Dualities between Alternative Semantics for Logic Programming and Nonmonotonic Reasoning

Chitta R. Baral and V.S. Subrahmanian


The Gelfond-Lifschitz operator \cite{Gelf88} associated with a logic program (and likewise the operator associated with default theories by Reiter) exhibits oscillating behavior. In the case of logic programs, there is always at least one finite, non-empty collection of Herbrand interpretations around which the Gelfond-Lifschitz \cite{Gelf88} operator ``bounces around''. The same phenomenon occurs with default logic when Reiter's operator $\Gamma _\Delta$ is considered.

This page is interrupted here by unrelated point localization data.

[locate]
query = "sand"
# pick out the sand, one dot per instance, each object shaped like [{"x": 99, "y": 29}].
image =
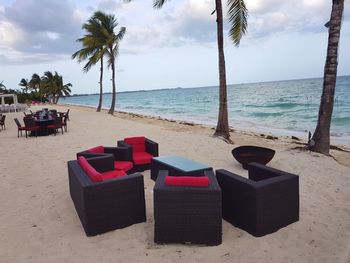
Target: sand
[{"x": 38, "y": 222}]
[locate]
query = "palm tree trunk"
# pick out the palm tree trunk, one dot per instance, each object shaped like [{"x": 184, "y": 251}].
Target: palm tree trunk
[
  {"x": 111, "y": 110},
  {"x": 101, "y": 90},
  {"x": 222, "y": 128},
  {"x": 321, "y": 137}
]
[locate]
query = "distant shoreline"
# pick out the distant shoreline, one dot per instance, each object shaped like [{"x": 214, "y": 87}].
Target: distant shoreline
[
  {"x": 263, "y": 132},
  {"x": 243, "y": 83}
]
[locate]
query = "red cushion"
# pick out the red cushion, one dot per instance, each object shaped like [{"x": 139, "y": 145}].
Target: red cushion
[
  {"x": 142, "y": 157},
  {"x": 89, "y": 170},
  {"x": 138, "y": 143},
  {"x": 112, "y": 174},
  {"x": 97, "y": 149},
  {"x": 122, "y": 165},
  {"x": 187, "y": 181}
]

Based on this, a ``stable class'' semantics and ``extension class'' semantics was proposed in \cite{BS90a}. The main advantage of this semantics was that it was defined for all logic programs (and default theories), and that this definition was modelled using the standard operators existing in the literature such as Reiter's $\Gamma _\Delta$ operator. In this paper, our primary aim is to prove that there is a very interesting {\em duality} between stable class theory and the well founded semantics for logic programming. In the stable class semantics, classes that were minimal with respect to Smyth's power-domain ordering were selected. We show that the well founded semantics precisely corresponds to a class that is minimal w.r.t. Hoare's power domain ordering: the well known dual of Smyth's ordering. Besides this elegant duality, this immediately suggests how to define a well-founded semantics for default logic in such a way that the dualities that hold for logic programming continue to hold for default theories. We show how the same technique may be applied to ``strong'' auto-epistemic logic: the logic of strong expansions proposed by Marek and Truszczynski \cite{Mare89a}.